The unhooded brother shook his head. He seemed physically pained. “I’m sorry, I have a hard time understanding you. We’re not used to such expressive epithets of the common tongue,” he explained.
“The common tongue?” Ben asked, raising an eyebrow.
“Yes. ‘English,’ you probably still call it. We in the Post-Alignment Brotherhood find solace in the communicative power of Latsish.”
It was Patrick’s turn to send his eyebrows skyward. “Latsish?”
“Mm, yes. The lost language of the ancient Muroos, bequeathed to us in the chaos of the Alignment.”
“Thuukos, Muroos,” the brothers murmured.
“Your English sounds fine to me,” Ben said.
The monk bowed. “Thank you for your kind, if counterfeit, words. I am Brother Triedit, Holy Father of our order. It is a true pleasure to make your acquaintances, Brother Patrick and Brother Ben, and we shall assist you with Brother Porch if we are able.”
“Ponch,” Patrick corrected him. “And she’s a sister. Of the Order Patri-Benicus.”
“A member of an order! A fellow true believer?” the monk asked, his eyes wide. He rubbed his hands together. “Then let us not delay! Take me to Sister Porch!”
“Ponch.”
Patrick escorted Brother Triedit to the edge of the sinkhole and pointed down at Ponch’s calm, quiet figure. “That is Sister Ponch. We require her replacement onto the Earth’s upper crust.”
Brother Triedit frowned. “She is a buffalo.”
“She is the buffalo to end all buffaloes,” Patrick said. “Is that right? Buffaloes? Or is it buffalo?”
“Buffaloes,” Ben said.
“Buffaloes. Buff-a-loes. Huh. Sounds weird.”
“It does sound weird,” Brother Triedit agreed. “Are you sure?”
“I’m sure.”
Patrick shrugged. “He’s sure.”
“Wait, now I’m not sure,” Ben decided. “Buffaloes? Buffalo? Buffaloes?”
“Buffali?” Patrick guessed.
“Hm. Buffali.”
“We’ll take it under advisement,” Brother Triedit said. “But regardless, that, down there, is a singular buffalo.”
“It is.”
“Hm.” Brother Triedit nodded slowly. “Yes, I think we can take care of this for you.
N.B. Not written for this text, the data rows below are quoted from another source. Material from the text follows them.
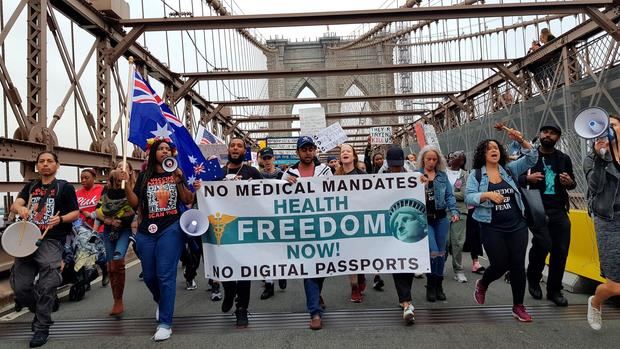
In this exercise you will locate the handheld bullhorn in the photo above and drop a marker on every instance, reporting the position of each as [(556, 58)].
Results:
[(194, 223), (592, 123), (169, 164)]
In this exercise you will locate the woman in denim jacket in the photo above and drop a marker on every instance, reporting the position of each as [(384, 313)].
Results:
[(492, 189), (439, 198), (602, 168)]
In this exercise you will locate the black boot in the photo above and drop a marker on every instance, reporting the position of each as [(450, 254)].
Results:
[(431, 294), (268, 292), (242, 317), (439, 288)]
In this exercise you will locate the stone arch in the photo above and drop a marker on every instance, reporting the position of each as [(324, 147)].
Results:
[(300, 86), (360, 84)]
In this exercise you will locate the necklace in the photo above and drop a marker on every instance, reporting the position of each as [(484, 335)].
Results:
[(239, 170)]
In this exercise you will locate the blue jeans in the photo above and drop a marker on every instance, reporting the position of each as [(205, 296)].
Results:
[(116, 250), (160, 254), (437, 238), (313, 288)]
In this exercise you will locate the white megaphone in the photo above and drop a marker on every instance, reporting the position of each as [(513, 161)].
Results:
[(194, 223), (169, 164), (592, 123)]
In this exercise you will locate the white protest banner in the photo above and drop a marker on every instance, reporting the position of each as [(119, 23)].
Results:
[(311, 121), (219, 150), (316, 227), (381, 135), (329, 138)]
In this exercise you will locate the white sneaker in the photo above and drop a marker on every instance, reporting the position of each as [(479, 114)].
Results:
[(460, 277), (191, 285), (408, 314), (162, 334), (594, 316)]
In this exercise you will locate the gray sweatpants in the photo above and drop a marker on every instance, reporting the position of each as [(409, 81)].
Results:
[(39, 297)]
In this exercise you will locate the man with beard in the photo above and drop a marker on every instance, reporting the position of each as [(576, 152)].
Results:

Brother Mayham!” he called to the group of monks huddled off to the side. One of the friars from the front of the line hurried over to the sinkhole. “Brother Mayham, please take care of this beast of burden.”
“She is not a burden!” Patrick gasped.
“Yes, Brother Triedit, of course,” Brother Mayham said, bowing respectfully and ignoring Patrick completely. He hurried off and began speaking to his brethren in hushed tones. Meanwhile, Brother Triedit placed his hand firmly on Patrick’s shoulder and squeezed. “The Post-Alignment Brotherhood will take care of your buffalo. But let us retire to the friary. You gentlemen must be hungry.”